罗素·艾可夫的Work
Throughout the years Ackoff's work in research, consulting and education has involved more than 250 corporations and 50 governmental agencies in the U.S. and abroad.
Operations research
Russell Ackoff has had a distinguished career in Operations Research both as an academic and as a practitioner. His book Introduction to Operations Research, co-authored with C. West Churchman and Leonard Arnoff from 1957 appeared as a pioneering text that helped define the field. His influence on the early development of the discipline in the USA and in Britain in the 1950s and 1960s is hard to over-estimate. However, by the 1970s he had become trenchant in his criticisms of technique-dominated Operations Research, and powerfully advocated more participative approaches. These criticisms have had limited resonance within the USA, but were picked up in Britain, where they helped to stimulate the growth of problem structuring methods, such as Soft systems methodology from Peter Checkland.
The nature of science
Ackoff believed that the need to synthesize findings in the many disciplines of science arises because these disciplines have been developed with relatively unrelated conceptual systems. Scientific development has resulted in the grouping of phenomena into smaller and smaller classes, and in the creation of disciplines specializing in each. As disciplines multiply, each increases in depth and decreases in breadth. Collectively, however, they extend the breadth of scientific knowledge.
Nature does not come to us in disciplinary form. Phenomena are not physical, chemical, biological, and so on. The disciplines are the ways we study phenomena; they emerge from points of view, not from what is viewed. Hence the disciplinary nature of science is a filing system of knowledge. Its organization is not to be confused with the organization of nature itself.
Purposeful systems
In 1972 Ackoff wrote a book with Frederick Edmund Emery about purposeful systems, which focused on the question how systems thinking relates to human behaviour. Individual systems are purposive, they said, knowledge and understanding of their aims can only be gained by taking into account the mechanisms of social, cultural, and psychological systems.

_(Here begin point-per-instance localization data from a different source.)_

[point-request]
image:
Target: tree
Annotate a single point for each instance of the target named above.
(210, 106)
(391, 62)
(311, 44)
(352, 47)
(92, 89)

They characterize human systems as purposeful systems whose members are also purposeful individuals who intentionally and collectively formulate objectives and are parts of larger purposeful systems:
A purposeful system or individual is ideal-seeking if it chooses another objective that more closely approximates its ideal. An ideal-seeking system or individual is necessarily one that is purposeful, but not all purposeful entities seek ideals. The capability of seeking ideals may well be a characteristic that distinguishes man from anything he can make, including computers.The fact that these systems were experiencing profound change could be attributed to the end of the "Machine Age" and the onset of the "Systems Age". The Machine Age, bequeathed by the Industrial Revolution, was underpinned by two concepts of reductionism and mechanism whereby "all phenomena were believed to be explained by using only one ultimately simple relationship, cause-effect", which in the Systems Age are replaced by expansionism and teleology with producer-product replacing cause-effect. "Expansionism is a doctrine maintaining that all objects and events, and all experiences of them, are parts of larger wholes." According to Ackoff, the beginning of the end of the Machine Age and the beginning of the Systems Age could be dated to the 1940s, a decade when philosophers, mathematicians, and biologists, building on developments in the interwar period, defined a new intellectual framework.
f-Laws
In 2006, Ackoff worked with Herbert J. Addison and Sally Bibb. They developed the term f-Law to describe each in a collection of subversive epigrams, co-authored with Herbert J. Addison. The f-Laws expose the common flaws in both the practice of leadership and in the established beliefs that surround it. According to Ackoff f-Laws are truths about organizations that we might wish to deny or ignore - simple and more reliable guides to managers' everyday behaviour than the complex truths proposed by scientists, economists, sociologists, politicians and philosophers.